Photo: Kristina Alexanderson
Photo: Kristina Alexanderson

Note: I originally wrote this post in November but for some reason never published it. (Unpublished posts probably outnumber published ones on this blog!) I just read through it again and decided it needs to see the light of day. Enjoy!

Darth Vader. What a villain. At least that’s how we usually see him. After all he does murder countless innocents and aid a tyrant in his ascent to unchecked galactic power, not to mention killing his former master and friend and guiding the construction and deployment of not one but two planet-annihilating weapons.

On the other hand, you can also see Darth Vader as being quite a bit like the rest of us.

He comes from the middle of nowhere and takes an opportunity to improve his life.

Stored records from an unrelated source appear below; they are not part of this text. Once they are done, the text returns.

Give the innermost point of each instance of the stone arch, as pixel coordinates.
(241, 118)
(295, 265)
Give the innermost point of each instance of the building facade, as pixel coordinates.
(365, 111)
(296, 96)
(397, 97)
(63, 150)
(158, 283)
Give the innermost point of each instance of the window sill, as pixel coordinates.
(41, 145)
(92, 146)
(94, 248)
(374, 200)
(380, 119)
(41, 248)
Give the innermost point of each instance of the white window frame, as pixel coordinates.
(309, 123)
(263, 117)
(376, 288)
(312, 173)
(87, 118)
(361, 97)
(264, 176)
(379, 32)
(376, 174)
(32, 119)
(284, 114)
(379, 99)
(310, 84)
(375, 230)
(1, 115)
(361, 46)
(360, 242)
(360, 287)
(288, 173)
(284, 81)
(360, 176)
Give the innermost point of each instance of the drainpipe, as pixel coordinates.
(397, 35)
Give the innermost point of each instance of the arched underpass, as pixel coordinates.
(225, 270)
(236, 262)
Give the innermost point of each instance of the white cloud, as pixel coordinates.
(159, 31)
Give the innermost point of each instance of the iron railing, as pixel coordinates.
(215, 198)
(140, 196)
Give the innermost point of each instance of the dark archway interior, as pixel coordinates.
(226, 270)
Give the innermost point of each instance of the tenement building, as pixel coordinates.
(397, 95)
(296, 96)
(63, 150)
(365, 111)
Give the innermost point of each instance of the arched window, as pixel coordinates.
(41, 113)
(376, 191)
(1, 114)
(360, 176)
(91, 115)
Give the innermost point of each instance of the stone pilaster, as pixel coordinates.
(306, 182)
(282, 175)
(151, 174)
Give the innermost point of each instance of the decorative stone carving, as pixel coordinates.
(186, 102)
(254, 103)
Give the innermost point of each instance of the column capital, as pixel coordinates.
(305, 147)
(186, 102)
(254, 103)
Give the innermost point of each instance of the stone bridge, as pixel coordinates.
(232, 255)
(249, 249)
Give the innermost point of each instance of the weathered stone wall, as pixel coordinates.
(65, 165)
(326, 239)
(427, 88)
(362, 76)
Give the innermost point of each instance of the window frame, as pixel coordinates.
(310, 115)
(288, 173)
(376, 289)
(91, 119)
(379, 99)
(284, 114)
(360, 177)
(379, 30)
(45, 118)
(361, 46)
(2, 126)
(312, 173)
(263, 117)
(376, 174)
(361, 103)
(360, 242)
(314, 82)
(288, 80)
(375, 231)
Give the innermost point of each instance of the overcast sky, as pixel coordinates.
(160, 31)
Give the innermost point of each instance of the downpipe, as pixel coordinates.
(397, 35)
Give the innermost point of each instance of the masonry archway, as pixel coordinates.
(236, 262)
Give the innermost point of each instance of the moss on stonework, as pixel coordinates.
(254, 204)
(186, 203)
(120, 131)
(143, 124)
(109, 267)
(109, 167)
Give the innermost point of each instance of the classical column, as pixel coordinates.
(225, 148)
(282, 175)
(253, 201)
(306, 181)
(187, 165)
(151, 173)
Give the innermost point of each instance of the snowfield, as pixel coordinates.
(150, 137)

He thinks robots are cool and he loves his mom. He learns and grows, marries, has kids, advances in his career, and then goes through a (slightly early) mid-life crisis where the validity of everything he’s ever stood for is challenged. He’s shown a new worldview, one where good is evil and evil is good, and it’s frighteningly persuasive. And at some point, he has to make a choice. And he chooses darkness.

At its heart, Vader’s conflict seems to be a battle of ideologies—those of the Jedi and the Sith, built on opposite poles of the Force’s power. At some point, the dark voice—strengthened by the power of Anakin’s fears—becomes persuasive, and the Jedi wunderkind succumbs, transforming into the thing he swore to fight, something he never thought he could be.

If this fight over our own direction and identity isn’t universally human then I don’t know what is. Darth Vader—everyman.

Photo: Duane Romanell
Photo: Duane Romanell

Of course, (and I’m giving no spoiler alert here since this all came out 32 years ago) Anakin/Vader eventually finds the good in himself, repents, and turns back to the light. But to get there he goes through over three decades of profound darkness. He oppresses an entire galaxy. He’s horrible.

I certainly can’t recommend that approach to anyone. But I think there’s something to be said for the darkness. The forest must burn down in order to be renewed. Mourning precedes healing, winter comes before spring. Maybe it isn’t the only way of resolving our inner turmoil, but sometimes it is a way.

Sometimes, letting the night come is the only way to get to day.